Population: 8 male, 1 female, incomplete AIS C, C4-T12, 8.1 yrs post-injury.

Intervention: Body-weight–supported treadmill walking, 3 d/wk, 6 months.

Outcome Measures: whole-body dual-energy X-ray absorptiometry (to capture body composition and bone density), GLUT4 protein abundance, hexokinase activity, oral glucose tolerance tests, glucose oxidation, CO2 breath analysis.

·         Reduction in the area under the curve for glucose (-15%) and insulin (-33%).

·         The oxidation of exogenous (ingested) glucose and endogenous (liver) glucose ↑ (68% and 36.8%, respectively) after training.

·         Training resulted in ↑ muscle glycogen, GLUT-4 content (glucose transporter) (126%), and hexokinase II enzyme activity (49%).

Stewart et al. (2004b)




Population: 8 male, 1 female, incomplete AIS C, C4-T12, 8.1yr post-injury.

Intervention: Body-weight–supported treadmill training, 3 d/wk, 6 months.

Outcome Measures: ambulatory capacity (Wernig Walking Scale), cholesterol, HDL, LDL, triglycerides.

·         There were significant reductions in TC (-11.2%), LDL (-12.9%), and TC/HDL (-19.8%).


Three pre-post studies have investigated the role of BWSTT on cardiometabolic function. All 3 studies demonstrate level 4 evidence that BWSTT improves various markers of cardiometabolic function including reduced insulin levels, reduced HOMA-IR, improved lipids, and reduced inflammation.
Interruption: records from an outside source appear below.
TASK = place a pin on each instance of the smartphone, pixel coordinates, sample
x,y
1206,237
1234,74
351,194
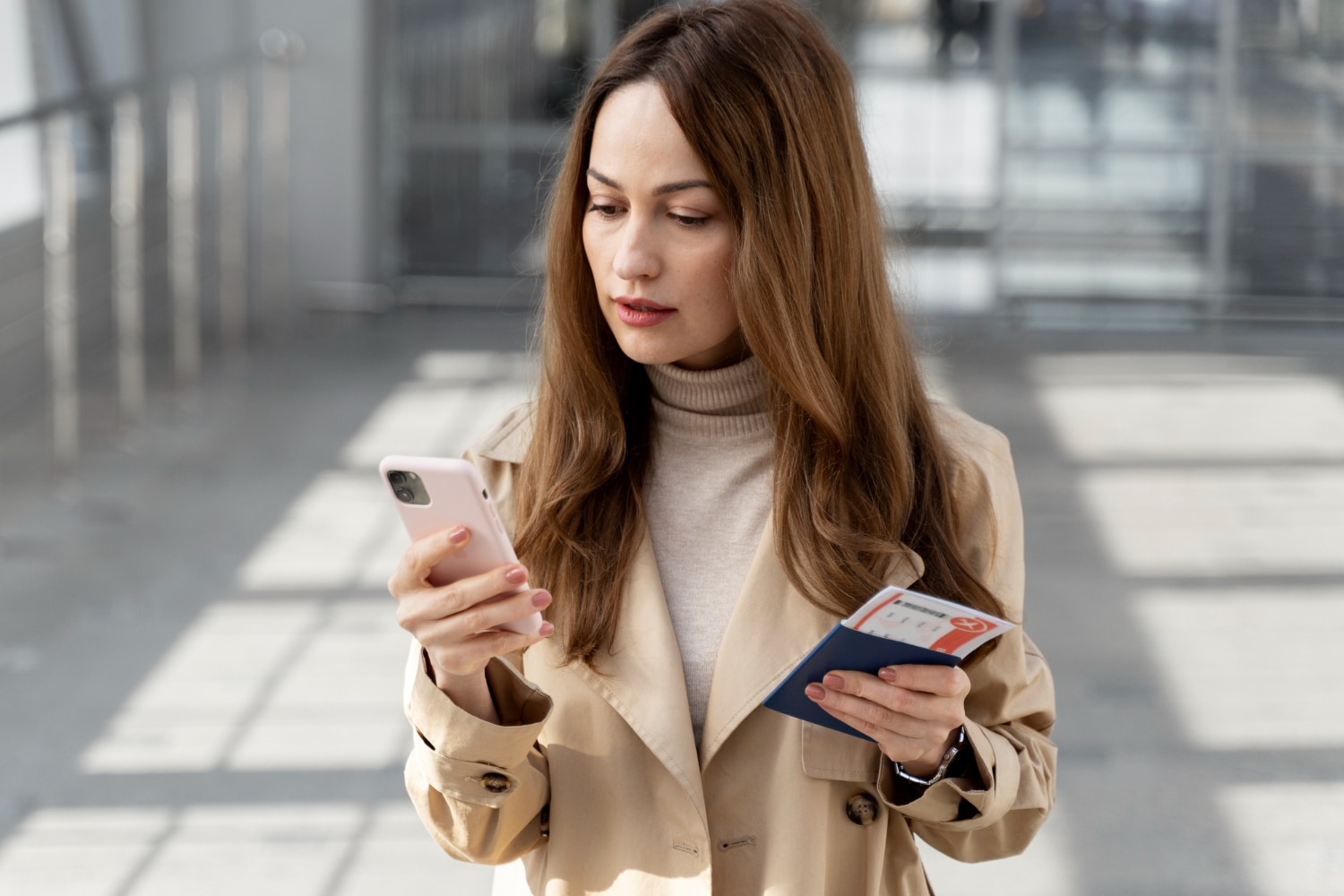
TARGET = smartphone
x,y
435,493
There is level 4 evidence (Turiel et al. 2011) that 6 weeks of 5d/wk BWSTT (60 min/day, 50-60% weight support) improves cardiac diastolic function and reduces inflammation in individuals with incomplete paraplegia.

There is level 4 evidence (Phillips et al. 2004) that 6 months of 3d/wk BWSTT improves glucose tolerance and increases GLUT-4 muscle content in individuals with various levels and severities of SCI.

There is level 4 evidence (Stewart et al. 2004b) that 6 months of 3d/wk improves blood lipids in individuals with various levels and severities of SCI.